By: Sara Patterson
It’s the move everyone’s been talking about – yesterday’s Federal Reserve announcement that it will reduce borrowing costs in order to hasten economic growth. Equally newsworthy is the downgrade by Moody’s of 3 top US banks – Bank of America, Citigroup and Wells Fargo & Co. Taken alone, each of these announcements is enough to wreak havoc on the American economy. Taken together, these developments have already had a dramatic impact on trading during today’s London session, and the market is expected to open lower in the New York session.
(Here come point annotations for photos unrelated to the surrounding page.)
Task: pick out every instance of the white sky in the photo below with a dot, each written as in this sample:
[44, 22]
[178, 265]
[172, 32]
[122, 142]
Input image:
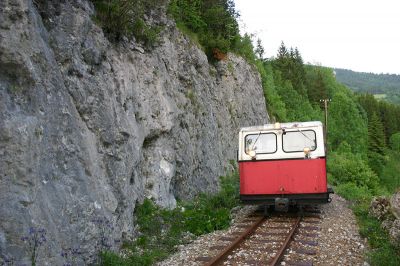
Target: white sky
[351, 34]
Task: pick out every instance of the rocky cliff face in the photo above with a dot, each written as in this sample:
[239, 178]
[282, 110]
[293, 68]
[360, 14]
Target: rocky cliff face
[89, 129]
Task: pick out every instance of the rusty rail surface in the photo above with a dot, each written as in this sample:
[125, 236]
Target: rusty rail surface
[224, 253]
[285, 245]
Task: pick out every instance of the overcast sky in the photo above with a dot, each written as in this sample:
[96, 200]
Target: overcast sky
[352, 34]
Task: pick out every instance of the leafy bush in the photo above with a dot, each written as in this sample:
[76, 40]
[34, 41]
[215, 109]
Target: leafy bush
[382, 252]
[351, 191]
[212, 23]
[162, 230]
[347, 167]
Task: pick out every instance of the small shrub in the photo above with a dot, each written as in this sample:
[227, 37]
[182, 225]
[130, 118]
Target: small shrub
[161, 231]
[346, 167]
[351, 191]
[122, 18]
[35, 239]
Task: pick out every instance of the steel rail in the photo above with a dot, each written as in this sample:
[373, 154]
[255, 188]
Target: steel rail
[224, 253]
[285, 245]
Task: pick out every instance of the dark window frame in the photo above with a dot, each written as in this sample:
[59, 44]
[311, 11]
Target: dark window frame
[298, 131]
[268, 133]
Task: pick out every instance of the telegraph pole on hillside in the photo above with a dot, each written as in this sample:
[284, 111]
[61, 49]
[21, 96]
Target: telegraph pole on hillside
[325, 101]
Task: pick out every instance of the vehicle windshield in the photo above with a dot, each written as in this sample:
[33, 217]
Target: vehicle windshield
[296, 141]
[261, 143]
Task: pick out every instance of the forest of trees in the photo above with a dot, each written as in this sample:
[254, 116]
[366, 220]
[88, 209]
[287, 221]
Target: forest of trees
[386, 86]
[363, 132]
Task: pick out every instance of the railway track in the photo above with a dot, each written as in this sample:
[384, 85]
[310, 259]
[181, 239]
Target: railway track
[282, 239]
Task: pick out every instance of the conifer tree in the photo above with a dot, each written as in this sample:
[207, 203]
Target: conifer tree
[376, 143]
[259, 50]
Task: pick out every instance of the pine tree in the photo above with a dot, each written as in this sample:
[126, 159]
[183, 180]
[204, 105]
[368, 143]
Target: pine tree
[376, 143]
[259, 50]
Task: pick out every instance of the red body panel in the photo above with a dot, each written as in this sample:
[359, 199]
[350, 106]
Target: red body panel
[300, 176]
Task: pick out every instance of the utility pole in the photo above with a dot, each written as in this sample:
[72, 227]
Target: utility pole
[325, 101]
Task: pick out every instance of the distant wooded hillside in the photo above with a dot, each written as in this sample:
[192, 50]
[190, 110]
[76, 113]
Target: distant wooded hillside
[384, 86]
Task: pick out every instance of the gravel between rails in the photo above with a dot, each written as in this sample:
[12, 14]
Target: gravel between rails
[339, 242]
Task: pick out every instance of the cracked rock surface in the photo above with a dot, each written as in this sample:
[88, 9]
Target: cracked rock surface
[89, 128]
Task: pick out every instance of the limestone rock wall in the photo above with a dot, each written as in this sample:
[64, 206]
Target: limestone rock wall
[88, 128]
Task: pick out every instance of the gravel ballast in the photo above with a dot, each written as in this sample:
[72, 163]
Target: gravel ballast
[339, 242]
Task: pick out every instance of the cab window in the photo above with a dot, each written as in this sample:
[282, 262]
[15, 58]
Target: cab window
[296, 141]
[261, 143]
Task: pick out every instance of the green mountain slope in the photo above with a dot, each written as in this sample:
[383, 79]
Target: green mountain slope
[383, 86]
The Fed will purchase $400 billion of long-term debt while selling shorter-term securities, in an effort to jump start the nation’s struggling economy. The Fed’s debt is currently more than $1.6 trillion. Stocks and commodities prices fell as a result of this move, with treasury 10-year yields dropping to a record low. This slide is expected to continue into the NY trading session today. Treasury bonds, however, surged with the expectation that the central bank would purchase long-term debt.
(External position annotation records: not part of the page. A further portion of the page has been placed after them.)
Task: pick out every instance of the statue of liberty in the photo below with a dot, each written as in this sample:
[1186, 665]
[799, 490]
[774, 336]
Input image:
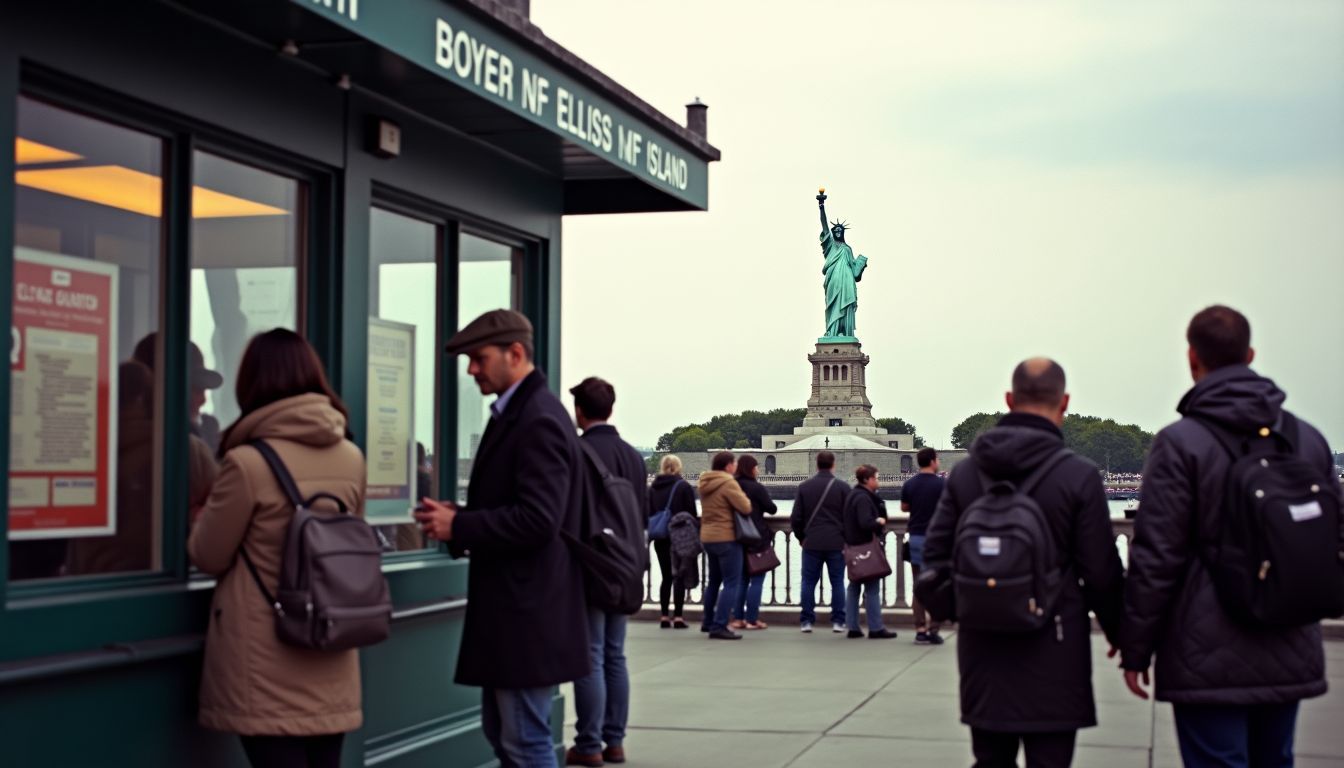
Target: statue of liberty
[842, 272]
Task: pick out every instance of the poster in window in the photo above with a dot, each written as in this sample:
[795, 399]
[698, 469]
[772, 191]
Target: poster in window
[391, 404]
[63, 389]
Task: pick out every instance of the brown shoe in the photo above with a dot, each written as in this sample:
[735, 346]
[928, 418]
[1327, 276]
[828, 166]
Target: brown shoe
[575, 757]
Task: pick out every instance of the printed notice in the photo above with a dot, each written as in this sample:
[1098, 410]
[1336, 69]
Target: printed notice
[62, 362]
[391, 402]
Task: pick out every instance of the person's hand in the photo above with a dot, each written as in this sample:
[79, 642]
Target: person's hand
[1132, 679]
[436, 518]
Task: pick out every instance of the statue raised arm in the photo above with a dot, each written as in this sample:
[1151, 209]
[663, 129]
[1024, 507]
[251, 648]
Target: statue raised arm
[840, 275]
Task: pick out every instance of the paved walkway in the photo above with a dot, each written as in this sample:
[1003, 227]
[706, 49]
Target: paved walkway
[780, 698]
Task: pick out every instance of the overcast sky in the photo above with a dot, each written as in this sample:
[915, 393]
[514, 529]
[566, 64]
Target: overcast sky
[1061, 179]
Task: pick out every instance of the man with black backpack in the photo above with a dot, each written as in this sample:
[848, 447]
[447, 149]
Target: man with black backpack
[526, 627]
[1235, 558]
[1023, 540]
[602, 698]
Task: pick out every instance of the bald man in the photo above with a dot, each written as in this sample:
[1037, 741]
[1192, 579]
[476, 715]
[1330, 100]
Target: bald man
[1034, 689]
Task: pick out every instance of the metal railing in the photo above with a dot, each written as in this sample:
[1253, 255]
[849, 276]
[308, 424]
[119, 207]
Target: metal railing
[784, 585]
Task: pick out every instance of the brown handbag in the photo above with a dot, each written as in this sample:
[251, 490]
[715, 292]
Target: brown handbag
[866, 561]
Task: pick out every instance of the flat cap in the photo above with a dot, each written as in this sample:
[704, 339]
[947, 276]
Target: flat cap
[493, 327]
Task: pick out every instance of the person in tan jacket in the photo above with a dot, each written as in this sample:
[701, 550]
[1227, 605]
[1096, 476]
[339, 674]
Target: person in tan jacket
[292, 706]
[721, 498]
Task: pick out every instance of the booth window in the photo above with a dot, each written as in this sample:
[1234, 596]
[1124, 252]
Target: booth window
[86, 287]
[402, 373]
[246, 245]
[488, 277]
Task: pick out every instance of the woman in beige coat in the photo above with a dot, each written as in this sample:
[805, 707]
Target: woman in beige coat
[292, 706]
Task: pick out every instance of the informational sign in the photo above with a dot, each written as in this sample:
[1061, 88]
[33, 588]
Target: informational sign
[464, 50]
[63, 390]
[391, 414]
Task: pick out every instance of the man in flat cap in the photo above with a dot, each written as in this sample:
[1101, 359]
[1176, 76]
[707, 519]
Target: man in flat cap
[526, 624]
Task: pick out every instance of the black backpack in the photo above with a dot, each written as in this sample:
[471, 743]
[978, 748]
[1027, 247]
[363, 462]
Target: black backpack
[1276, 557]
[332, 593]
[1004, 560]
[612, 546]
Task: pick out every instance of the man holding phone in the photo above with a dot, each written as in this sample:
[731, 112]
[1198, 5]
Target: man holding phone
[526, 627]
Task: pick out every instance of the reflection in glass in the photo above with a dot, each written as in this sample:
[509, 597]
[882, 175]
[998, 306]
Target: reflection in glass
[246, 241]
[489, 277]
[403, 318]
[82, 436]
The downgrade of Italian banks Intesa Sanpoalo, Mediobanca SpA and others did nothing to help the Euro, which faced losses yet again today. Stock prices in the European markets also plummeted further, reaching a 26-month low following bleak reports from both the US and Chinese governments as well as continued dismal news from within the region, especially as related to credit default swaps in France and Germany.